Nata come un genere lezioso e di poco conto, i suoi stilemi si sono impressi nell’immaginario collettivo, diventando dei tropi narrativi che ancora vivono nella serialità attuale, dai teen drama ai crime. I polt twist, le morti improvvise, le trame amorose iperboliche, “le ship” sono un retaggio della soap opera. La ritroviamo nei guilty pleasure più attuali (di ottima qualità) come Jane the Virgin. La febbre d’amore per il genere (e per le telenovela) non si è mai spenta. Anzi, è tornata. Mediaset l’ha sempre tenuta viva e perfino la Rai ha riaperto un cassetto chiuso da tempo. Nel 2015, infatti, ha iniziato a produrre Il paradiso delle signore, in cui sono confluiti diversi volti storici di Vivere, CentoVetrine o Incantesimo.

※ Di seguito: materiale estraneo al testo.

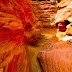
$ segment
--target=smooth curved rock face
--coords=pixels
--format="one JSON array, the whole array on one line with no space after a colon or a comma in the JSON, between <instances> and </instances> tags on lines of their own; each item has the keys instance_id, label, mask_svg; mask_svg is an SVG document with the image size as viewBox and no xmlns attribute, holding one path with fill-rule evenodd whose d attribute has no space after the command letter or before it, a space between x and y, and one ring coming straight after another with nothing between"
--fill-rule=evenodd
<instances>
[{"instance_id":1,"label":"smooth curved rock face","mask_svg":"<svg viewBox=\"0 0 72 72\"><path fill-rule=\"evenodd\" d=\"M30 72L30 62L23 44L0 42L0 69L3 72Z\"/></svg>"},{"instance_id":2,"label":"smooth curved rock face","mask_svg":"<svg viewBox=\"0 0 72 72\"><path fill-rule=\"evenodd\" d=\"M31 72L30 62L26 51L14 55L13 59L8 65L7 72Z\"/></svg>"},{"instance_id":3,"label":"smooth curved rock face","mask_svg":"<svg viewBox=\"0 0 72 72\"><path fill-rule=\"evenodd\" d=\"M30 72L25 45L35 44L40 38L32 29L34 22L29 0L0 1L0 70L3 72Z\"/></svg>"},{"instance_id":4,"label":"smooth curved rock face","mask_svg":"<svg viewBox=\"0 0 72 72\"><path fill-rule=\"evenodd\" d=\"M49 39L39 52L38 58L44 72L72 72L72 40Z\"/></svg>"},{"instance_id":5,"label":"smooth curved rock face","mask_svg":"<svg viewBox=\"0 0 72 72\"><path fill-rule=\"evenodd\" d=\"M36 18L29 0L1 0L0 7L0 41L31 45L32 41L29 41L32 37L38 40L37 32L33 29Z\"/></svg>"}]
</instances>

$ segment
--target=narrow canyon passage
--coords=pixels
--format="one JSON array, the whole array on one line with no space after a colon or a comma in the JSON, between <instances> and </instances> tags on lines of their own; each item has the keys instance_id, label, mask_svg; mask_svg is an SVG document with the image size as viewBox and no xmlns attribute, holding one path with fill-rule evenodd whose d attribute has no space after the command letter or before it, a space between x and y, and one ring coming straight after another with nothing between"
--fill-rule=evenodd
<instances>
[{"instance_id":1,"label":"narrow canyon passage","mask_svg":"<svg viewBox=\"0 0 72 72\"><path fill-rule=\"evenodd\" d=\"M72 72L72 0L0 2L0 72Z\"/></svg>"},{"instance_id":2,"label":"narrow canyon passage","mask_svg":"<svg viewBox=\"0 0 72 72\"><path fill-rule=\"evenodd\" d=\"M37 59L38 53L42 48L44 42L48 38L56 34L57 27L52 26L57 8L56 4L52 5L50 1L43 2L31 2L34 13L38 18L35 28L41 32L44 36L42 40L38 42L36 46L28 46L27 53L31 62L31 72L42 72L42 68Z\"/></svg>"}]
</instances>

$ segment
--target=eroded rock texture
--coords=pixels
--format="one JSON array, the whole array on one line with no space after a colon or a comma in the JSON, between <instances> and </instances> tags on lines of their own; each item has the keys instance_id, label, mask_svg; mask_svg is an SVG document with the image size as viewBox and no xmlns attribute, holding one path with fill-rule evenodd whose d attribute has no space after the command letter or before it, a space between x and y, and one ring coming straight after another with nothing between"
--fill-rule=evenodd
<instances>
[{"instance_id":1,"label":"eroded rock texture","mask_svg":"<svg viewBox=\"0 0 72 72\"><path fill-rule=\"evenodd\" d=\"M52 37L45 42L38 58L44 72L72 72L72 40L59 42Z\"/></svg>"},{"instance_id":2,"label":"eroded rock texture","mask_svg":"<svg viewBox=\"0 0 72 72\"><path fill-rule=\"evenodd\" d=\"M52 23L55 19L55 15L57 12L56 3L54 5L51 4L51 1L40 1L34 2L33 11L38 18L36 23L36 28L48 28L52 27Z\"/></svg>"}]
</instances>

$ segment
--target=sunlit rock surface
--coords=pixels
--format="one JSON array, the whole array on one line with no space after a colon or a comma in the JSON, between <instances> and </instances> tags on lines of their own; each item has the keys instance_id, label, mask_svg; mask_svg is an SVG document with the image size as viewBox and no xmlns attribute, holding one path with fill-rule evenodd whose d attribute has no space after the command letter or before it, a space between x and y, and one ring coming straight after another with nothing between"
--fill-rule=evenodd
<instances>
[{"instance_id":1,"label":"sunlit rock surface","mask_svg":"<svg viewBox=\"0 0 72 72\"><path fill-rule=\"evenodd\" d=\"M64 20L68 20L69 17L72 17L72 1L67 0L66 2L63 2L63 4L61 2L59 4L61 4L61 5L58 5L59 8L63 4L64 4L64 6L62 6L57 11L57 14L56 14L56 17L55 17L55 23L64 22Z\"/></svg>"},{"instance_id":2,"label":"sunlit rock surface","mask_svg":"<svg viewBox=\"0 0 72 72\"><path fill-rule=\"evenodd\" d=\"M67 25L66 34L67 35L72 35L72 23Z\"/></svg>"},{"instance_id":3,"label":"sunlit rock surface","mask_svg":"<svg viewBox=\"0 0 72 72\"><path fill-rule=\"evenodd\" d=\"M62 0L55 16L57 33L48 38L41 48L38 59L44 72L72 72L72 4Z\"/></svg>"},{"instance_id":4,"label":"sunlit rock surface","mask_svg":"<svg viewBox=\"0 0 72 72\"><path fill-rule=\"evenodd\" d=\"M68 40L69 37L67 35L69 35L70 39L72 39L72 1L62 0L58 4L58 8L59 10L57 11L54 21L54 24L58 26L57 37L59 40L62 40L62 38L63 40L66 38L66 40Z\"/></svg>"}]
</instances>

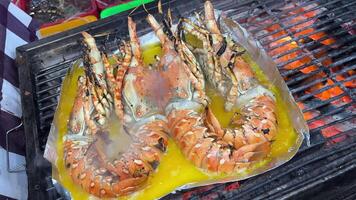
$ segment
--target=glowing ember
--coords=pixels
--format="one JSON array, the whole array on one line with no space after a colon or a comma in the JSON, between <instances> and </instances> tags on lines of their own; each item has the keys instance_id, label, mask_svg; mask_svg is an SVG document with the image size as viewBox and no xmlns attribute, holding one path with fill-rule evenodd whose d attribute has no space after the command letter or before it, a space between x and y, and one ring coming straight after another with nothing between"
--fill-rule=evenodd
<instances>
[{"instance_id":1,"label":"glowing ember","mask_svg":"<svg viewBox=\"0 0 356 200\"><path fill-rule=\"evenodd\" d=\"M329 137L333 137L333 136L336 136L340 133L340 130L338 129L338 127L335 125L335 126L329 126L327 128L324 128L322 130L322 134L323 136L329 138ZM340 136L340 137L336 137L335 139L332 139L331 142L332 143L337 143L337 142L341 142L343 140L346 139L346 136L343 135L343 136Z\"/></svg>"},{"instance_id":2,"label":"glowing ember","mask_svg":"<svg viewBox=\"0 0 356 200\"><path fill-rule=\"evenodd\" d=\"M309 128L310 128L311 130L313 130L313 129L316 129L316 128L318 128L318 127L324 126L324 125L325 125L325 122L324 122L324 120L319 119L319 120L315 120L315 121L309 123L308 125L309 125Z\"/></svg>"},{"instance_id":3,"label":"glowing ember","mask_svg":"<svg viewBox=\"0 0 356 200\"><path fill-rule=\"evenodd\" d=\"M329 124L332 123L336 120L340 120L342 118L344 118L345 116L339 116L339 115L333 115L333 116L329 116L326 119L324 119L325 124ZM356 120L353 119L351 121L345 121L345 122L341 122L341 123L337 123L334 124L332 126L326 127L324 129L321 130L321 133L323 134L324 137L326 138L330 138L330 137L335 137L336 135L338 135L341 132L347 132L350 131L353 127L354 124L356 123ZM338 136L335 137L332 142L340 142L342 140L344 140L346 138L346 136Z\"/></svg>"},{"instance_id":4,"label":"glowing ember","mask_svg":"<svg viewBox=\"0 0 356 200\"><path fill-rule=\"evenodd\" d=\"M340 81L340 82L344 82L343 84L345 85L345 87L348 87L348 88L356 88L356 80L350 80L350 81L345 81L345 79L347 77L351 77L351 76L354 76L356 75L356 72L355 71L348 71L345 73L345 75L336 75L336 80Z\"/></svg>"},{"instance_id":5,"label":"glowing ember","mask_svg":"<svg viewBox=\"0 0 356 200\"><path fill-rule=\"evenodd\" d=\"M299 106L299 108L300 108L301 110L304 110L304 109L307 109L307 108L308 108L308 107L307 107L305 104L303 104L302 102L297 102L297 104L298 104L298 106ZM316 110L312 110L312 111L304 112L303 115L304 115L304 119L305 119L306 121L308 121L309 119L313 119L313 118L319 116L319 115L320 115L320 112L319 112L319 111L316 111Z\"/></svg>"},{"instance_id":6,"label":"glowing ember","mask_svg":"<svg viewBox=\"0 0 356 200\"><path fill-rule=\"evenodd\" d=\"M275 55L280 55L280 54L282 54L284 52L287 52L287 51L290 51L290 50L294 49L294 51L292 53L284 55L284 56L278 58L277 60L275 60L277 63L288 62L289 60L297 58L302 53L302 50L298 49L297 43L293 42L291 37L284 37L284 38L282 38L280 40L277 40L276 42L272 42L270 44L270 46L271 47L277 46L277 45L279 45L281 43L284 43L286 41L291 41L291 42L287 43L287 44L285 44L285 45L283 45L281 47L278 47L278 48L276 48L276 49L274 49L274 50L269 52L271 56L275 56ZM296 50L296 49L298 49L298 50ZM302 58L300 58L300 59L298 59L298 60L296 60L294 62L286 64L284 66L284 68L285 69L295 69L295 68L298 68L298 67L301 67L301 66L303 66L305 64L310 63L310 61L311 61L311 59L309 57L304 56L304 57L302 57ZM307 73L310 73L310 72L312 72L314 70L317 70L317 67L314 66L314 65L311 65L309 67L301 69L300 71L305 73L305 74L307 74Z\"/></svg>"},{"instance_id":7,"label":"glowing ember","mask_svg":"<svg viewBox=\"0 0 356 200\"><path fill-rule=\"evenodd\" d=\"M322 92L317 92L316 94L314 94L314 96L319 98L320 100L328 100L330 98L339 96L344 93L344 91L340 87L335 86L334 82L330 79L327 79L325 83L318 83L314 87L311 87L310 89L307 90L307 93L313 93L325 87L331 87L331 88ZM348 96L342 97L341 100L343 102L351 101L350 97Z\"/></svg>"},{"instance_id":8,"label":"glowing ember","mask_svg":"<svg viewBox=\"0 0 356 200\"><path fill-rule=\"evenodd\" d=\"M353 68L346 71L343 66L333 65L334 60L329 56L328 50L337 48L337 43L326 32L317 29L317 20L324 8L320 8L319 5L313 3L304 7L300 6L298 3L289 3L278 9L276 12L280 11L278 15L283 17L280 21L273 21L271 18L261 16L261 19L258 17L249 18L247 22L252 24L250 28L253 28L253 30L260 30L260 27L264 27L265 24L272 24L259 31L258 34L267 35L263 39L263 44L266 45L266 49L270 49L269 55L274 58L277 64L282 65L283 69L298 70L303 74L313 72L313 75L309 75L302 83L298 84L314 83L305 90L305 93L312 94L315 99L309 99L303 103L298 102L298 106L302 110L306 110L314 107L315 102L320 103L329 100L330 104L326 104L320 110L318 107L318 109L303 114L305 120L309 121L308 125L311 130L320 128L324 137L332 137L331 142L339 142L344 140L346 136L335 137L335 135L354 127L356 122L335 123L340 116L324 116L323 113L330 112L327 109L337 109L352 102L344 89L356 87L356 80L352 78L356 72ZM316 7L318 8L315 9ZM352 24L354 24L354 21ZM268 35L268 33L273 34ZM323 69L320 69L321 65ZM330 101L331 98L336 100ZM330 126L328 126L329 124Z\"/></svg>"},{"instance_id":9,"label":"glowing ember","mask_svg":"<svg viewBox=\"0 0 356 200\"><path fill-rule=\"evenodd\" d=\"M288 5L285 8L290 8L290 6L291 5ZM294 5L294 6L296 6L296 5ZM334 44L335 40L333 38L328 37L326 35L326 33L322 32L322 31L317 32L314 28L311 27L313 25L313 23L316 22L315 18L319 11L309 11L304 14L299 14L299 13L305 12L306 10L308 10L310 8L311 8L311 5L309 5L308 7L301 7L299 9L288 12L286 19L289 19L289 20L283 22L284 26L288 26L288 24L296 24L290 28L290 30L294 33L295 37L308 35L308 37L311 38L312 40L315 40L315 41L320 40L319 42L321 44L324 44L324 45ZM280 25L274 24L274 25L268 27L266 30L269 32L272 32L275 30L282 30L282 28ZM316 33L314 33L314 32L316 32ZM311 33L314 33L314 34L311 34ZM282 30L282 31L279 31L278 33L273 34L271 37L273 40L273 38L275 39L275 38L283 37L283 35L286 35L286 32ZM300 40L300 42L303 42L303 40ZM271 56L277 56L277 55L284 54L285 52L290 52L286 55L283 55L283 56L275 59L275 61L277 63L285 63L290 60L296 59L300 55L303 55L302 48L300 48L298 46L297 42L293 41L290 36L283 37L281 39L278 39L277 41L270 43L269 47L274 48L272 51L269 52L269 54ZM317 53L313 53L313 56L315 58L323 58L321 63L325 67L330 66L330 64L332 63L331 58L326 56L325 51L319 51ZM318 69L317 66L315 66L311 63L312 63L311 57L303 56L303 57L299 58L298 60L295 60L291 63L284 65L284 68L288 69L288 70L292 70L292 69L296 69L296 68L299 68L302 66L306 66L306 67L300 69L300 71L304 74L308 74L308 73L311 73ZM332 69L333 72L335 70L337 70L336 67L334 67ZM346 74L347 74L347 76L353 76L355 74L355 72L350 70ZM312 77L310 77L308 80L313 81L313 80L317 80L317 79L322 79L323 77L326 77L326 74L321 71L321 72L313 75ZM345 77L342 75L338 75L338 76L336 76L336 80L343 81L343 80L345 80ZM320 83L317 83L316 85L312 86L310 89L307 90L307 93L316 92L316 94L314 94L314 96L321 100L327 100L327 99L336 97L336 96L344 93L344 91L340 87L334 86L334 85L335 85L334 81L332 81L331 79L327 79L324 82L320 82ZM345 81L344 85L346 87L354 88L356 86L356 81L355 80ZM331 87L331 88L324 90L324 91L318 91L318 90L322 90L325 87ZM342 101L350 102L351 99L349 97L343 97Z\"/></svg>"},{"instance_id":10,"label":"glowing ember","mask_svg":"<svg viewBox=\"0 0 356 200\"><path fill-rule=\"evenodd\" d=\"M301 7L299 9L290 11L289 14L296 15L298 13L305 12L306 10L308 10L310 8L311 8L310 6L309 7ZM302 22L298 25L291 27L291 30L293 30L294 32L297 32L294 34L296 37L314 33L314 32L316 32L316 30L314 28L311 28L311 26L316 22L315 17L317 16L318 12L319 12L319 10L314 10L314 11L306 12L302 15L294 16L291 18L291 20L287 21L286 25L287 24L296 24L296 23L300 23L302 21L307 20L306 22ZM306 28L306 27L308 27L308 28ZM331 44L335 43L335 40L333 38L328 38L324 32L317 32L317 33L309 35L308 37L313 40L319 40L319 39L323 38L323 40L320 41L320 43L322 43L324 45L331 45Z\"/></svg>"}]
</instances>

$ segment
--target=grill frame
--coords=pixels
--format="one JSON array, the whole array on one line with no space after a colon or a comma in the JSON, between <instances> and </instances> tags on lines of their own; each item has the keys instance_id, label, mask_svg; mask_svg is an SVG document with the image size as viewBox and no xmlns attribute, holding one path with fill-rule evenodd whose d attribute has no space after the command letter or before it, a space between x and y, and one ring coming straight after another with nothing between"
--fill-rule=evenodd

Trasmessa in prima serata su Rai 1, e tuttora in corso, la soap opera con Giusy Buscemi, Alessandro Tersigni e Gloria Radulescu macina gli stessi ascolti dell’epoca d’oro, mantenendo – in prima serata! – una media di share compresa tra il 15 e il 25%!
I tempi d’oro della soap opera in stile CentoVetrine sono tramontati, è vero. Ma la sua eredità non è svanita. Il genere, anzi, sta tornando in voga perché appaga quel bisogno di evasione che una grande fetta di pubblico ancora brama. Un pubblico trasversale, diverso dalla “massaia” di un tempo, certo, ma desideroso di rifugiarsi in una bolla glamour, irreale e patinata, in cui dare sfogo a ogni desiderio recondito.